[DTrace-devel] [PATCH] ERROR probe implementation

Wed Jan 20 23:04:28 PST 2021

On Wed, Jan 20, 2021 at 11:23:59PM -0500, Eugene Loh wrote:
> I'm still wading through this, but I figured I'd send what I have.
> 
> I cannot tell if the following files need 2021 copyright notices or if 
> this patch will be applied after some other patch that already updates 
> those files.
>      include/dtrace/difo_defines.h
>      libdtrace/dt_as.c
>      libdtrace/dt_cc.c
>      libdtrace/dt_cg.c
>      libdtrace/dt_consume.c
>      libdtrace/dt_impl.h
>      libdtrace/dt_prov_dtrace.c
>      libdtrace/dtrace.h

Mostly already done in an earlier patch leading up to this.  Some still need
to be tweaked.

> The test .r results files are missing "at DIF offset" clauses.  Is this 
> a loss of functionality?  The commit message explicitly mentions offset 
> as being something we can record.

The commit message documents what the ERROR probe supports in terms of design
(i.e. what it supports as part of DTrace's design).  Right now, we cannot give
instruction offsets yet for the place where the ERROR probe is triggered, so
we pass in -1 which means there is no declared offset.  So, the .r files are
not missing the "at DIF offset" information inasmuch as they do not mention it
because the tests are not expected to emit it.  It does not invalidate the
test.  It can be seen as a minor loss of functionality but the legacy code
allows for this type of situation already.  I do plan on being able to report
the instruction offset at some point in the future - it is a WIP though.
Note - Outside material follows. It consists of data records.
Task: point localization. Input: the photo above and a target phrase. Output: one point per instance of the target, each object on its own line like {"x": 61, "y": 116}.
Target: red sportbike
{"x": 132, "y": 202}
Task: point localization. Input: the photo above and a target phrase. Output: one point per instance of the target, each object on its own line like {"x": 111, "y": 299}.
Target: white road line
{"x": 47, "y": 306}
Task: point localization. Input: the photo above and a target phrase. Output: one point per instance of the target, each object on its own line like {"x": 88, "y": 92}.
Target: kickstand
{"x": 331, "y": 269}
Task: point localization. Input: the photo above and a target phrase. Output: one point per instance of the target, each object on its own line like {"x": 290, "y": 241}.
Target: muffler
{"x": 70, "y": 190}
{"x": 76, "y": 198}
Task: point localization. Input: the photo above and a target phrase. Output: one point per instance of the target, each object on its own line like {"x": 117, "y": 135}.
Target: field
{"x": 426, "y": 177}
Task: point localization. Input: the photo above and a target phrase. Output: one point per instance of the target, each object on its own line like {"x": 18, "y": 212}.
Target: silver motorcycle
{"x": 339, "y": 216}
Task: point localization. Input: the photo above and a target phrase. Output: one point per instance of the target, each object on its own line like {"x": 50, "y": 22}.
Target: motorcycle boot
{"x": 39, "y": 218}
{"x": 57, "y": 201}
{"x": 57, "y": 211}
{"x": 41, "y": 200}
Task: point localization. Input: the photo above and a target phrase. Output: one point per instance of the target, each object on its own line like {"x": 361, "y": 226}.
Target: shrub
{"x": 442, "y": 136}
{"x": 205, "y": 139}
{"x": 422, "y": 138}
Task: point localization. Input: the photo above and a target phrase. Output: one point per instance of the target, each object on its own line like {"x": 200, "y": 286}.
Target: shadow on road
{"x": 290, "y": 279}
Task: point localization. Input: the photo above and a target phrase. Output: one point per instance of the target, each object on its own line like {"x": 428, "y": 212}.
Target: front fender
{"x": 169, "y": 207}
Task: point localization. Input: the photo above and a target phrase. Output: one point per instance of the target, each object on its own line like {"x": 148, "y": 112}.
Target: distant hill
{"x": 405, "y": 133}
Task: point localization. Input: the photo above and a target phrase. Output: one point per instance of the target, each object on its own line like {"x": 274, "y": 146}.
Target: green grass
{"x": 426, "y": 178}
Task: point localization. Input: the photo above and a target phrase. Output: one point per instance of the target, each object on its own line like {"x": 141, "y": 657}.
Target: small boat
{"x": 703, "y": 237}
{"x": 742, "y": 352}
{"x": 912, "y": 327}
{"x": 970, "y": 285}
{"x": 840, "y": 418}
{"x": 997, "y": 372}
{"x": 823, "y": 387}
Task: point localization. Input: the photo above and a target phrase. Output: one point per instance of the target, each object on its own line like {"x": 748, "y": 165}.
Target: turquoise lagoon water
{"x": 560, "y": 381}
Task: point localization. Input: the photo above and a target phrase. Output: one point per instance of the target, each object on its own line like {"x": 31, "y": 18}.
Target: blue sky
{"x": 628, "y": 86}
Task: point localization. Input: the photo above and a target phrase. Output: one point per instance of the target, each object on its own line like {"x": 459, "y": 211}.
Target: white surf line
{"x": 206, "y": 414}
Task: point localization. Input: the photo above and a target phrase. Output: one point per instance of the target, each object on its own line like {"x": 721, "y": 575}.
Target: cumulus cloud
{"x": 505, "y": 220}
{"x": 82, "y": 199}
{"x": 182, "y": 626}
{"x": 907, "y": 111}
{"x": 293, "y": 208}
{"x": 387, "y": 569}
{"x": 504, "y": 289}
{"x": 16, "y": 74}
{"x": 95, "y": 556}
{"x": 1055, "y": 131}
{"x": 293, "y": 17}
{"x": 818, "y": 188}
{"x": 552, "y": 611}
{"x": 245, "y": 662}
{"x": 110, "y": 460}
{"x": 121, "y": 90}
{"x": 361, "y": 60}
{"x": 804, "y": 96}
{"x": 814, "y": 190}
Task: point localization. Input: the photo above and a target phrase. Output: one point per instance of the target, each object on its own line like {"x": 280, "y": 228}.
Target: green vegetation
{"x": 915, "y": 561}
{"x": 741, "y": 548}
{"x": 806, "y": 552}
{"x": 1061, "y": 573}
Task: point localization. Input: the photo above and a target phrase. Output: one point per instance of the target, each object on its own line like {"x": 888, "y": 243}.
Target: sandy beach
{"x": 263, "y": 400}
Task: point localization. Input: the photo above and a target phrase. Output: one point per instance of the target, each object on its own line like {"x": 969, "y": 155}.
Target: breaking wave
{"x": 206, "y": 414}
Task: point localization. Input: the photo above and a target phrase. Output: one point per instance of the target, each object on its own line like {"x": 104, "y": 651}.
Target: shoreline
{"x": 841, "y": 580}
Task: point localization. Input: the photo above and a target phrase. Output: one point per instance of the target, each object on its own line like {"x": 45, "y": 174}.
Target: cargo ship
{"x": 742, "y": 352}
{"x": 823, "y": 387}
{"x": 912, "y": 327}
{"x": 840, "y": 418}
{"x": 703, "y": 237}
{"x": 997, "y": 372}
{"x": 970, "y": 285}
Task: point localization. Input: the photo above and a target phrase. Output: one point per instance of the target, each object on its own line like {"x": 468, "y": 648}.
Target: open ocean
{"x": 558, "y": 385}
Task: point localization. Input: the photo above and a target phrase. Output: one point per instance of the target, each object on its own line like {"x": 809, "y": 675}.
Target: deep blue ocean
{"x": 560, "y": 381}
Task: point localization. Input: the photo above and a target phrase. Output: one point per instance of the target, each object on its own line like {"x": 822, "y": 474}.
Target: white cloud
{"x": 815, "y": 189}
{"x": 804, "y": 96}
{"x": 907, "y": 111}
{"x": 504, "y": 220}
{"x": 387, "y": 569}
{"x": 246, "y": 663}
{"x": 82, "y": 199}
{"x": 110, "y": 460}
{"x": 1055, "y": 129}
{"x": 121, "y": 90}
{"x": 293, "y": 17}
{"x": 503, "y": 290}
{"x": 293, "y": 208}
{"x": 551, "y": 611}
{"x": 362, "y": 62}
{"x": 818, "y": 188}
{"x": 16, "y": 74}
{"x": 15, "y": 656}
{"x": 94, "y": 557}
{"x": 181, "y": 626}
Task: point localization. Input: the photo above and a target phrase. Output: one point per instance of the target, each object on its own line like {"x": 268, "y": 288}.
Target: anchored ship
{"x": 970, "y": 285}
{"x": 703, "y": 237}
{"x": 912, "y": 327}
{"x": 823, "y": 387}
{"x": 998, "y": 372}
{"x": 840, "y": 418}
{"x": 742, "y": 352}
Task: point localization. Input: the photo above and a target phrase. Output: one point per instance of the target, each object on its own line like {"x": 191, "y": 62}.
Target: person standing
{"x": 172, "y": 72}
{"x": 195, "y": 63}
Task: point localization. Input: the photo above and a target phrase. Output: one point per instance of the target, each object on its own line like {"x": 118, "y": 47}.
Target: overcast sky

> In dt_work.c, is "#if 0" supposed to be a "#ifdef FIXME" or dead code to 
> be removed?   Same question with regards to other dt_errprog references.
> 
> Same question in dt_cg_epilogue().  In any case, the #if should include 
> the block comment that describes the code;  if the code is dead, then so 
> are the comments.

Yes, that is cleanup that I still have to do.

> The function dt_cg_call_clause() has the typo "furthe".

Thanks.

> Since both dt_cg_tramp_epilogue() and dt_cg_tramp_epilogue_advance() 
> have grown -- and in exactly the same way -- perhaps it makes sense to 
> implement the former by calling the latter.  This could also simplify 
> dt_prov_dtrace.c, the only caller of dt_cg_tramp_epilogue_advance().

The problem is that they both implement the same code at their beginning, then
one implements extra code, and then they again share code.  So I cannot just
call one from the other.

> The two fprintf(stderr, ...) in dt_handle_err() look like debugging code 
> that was not supposed to remain in the patch.

Oops, yes, I missed those when I removed debugging code.  Thanks.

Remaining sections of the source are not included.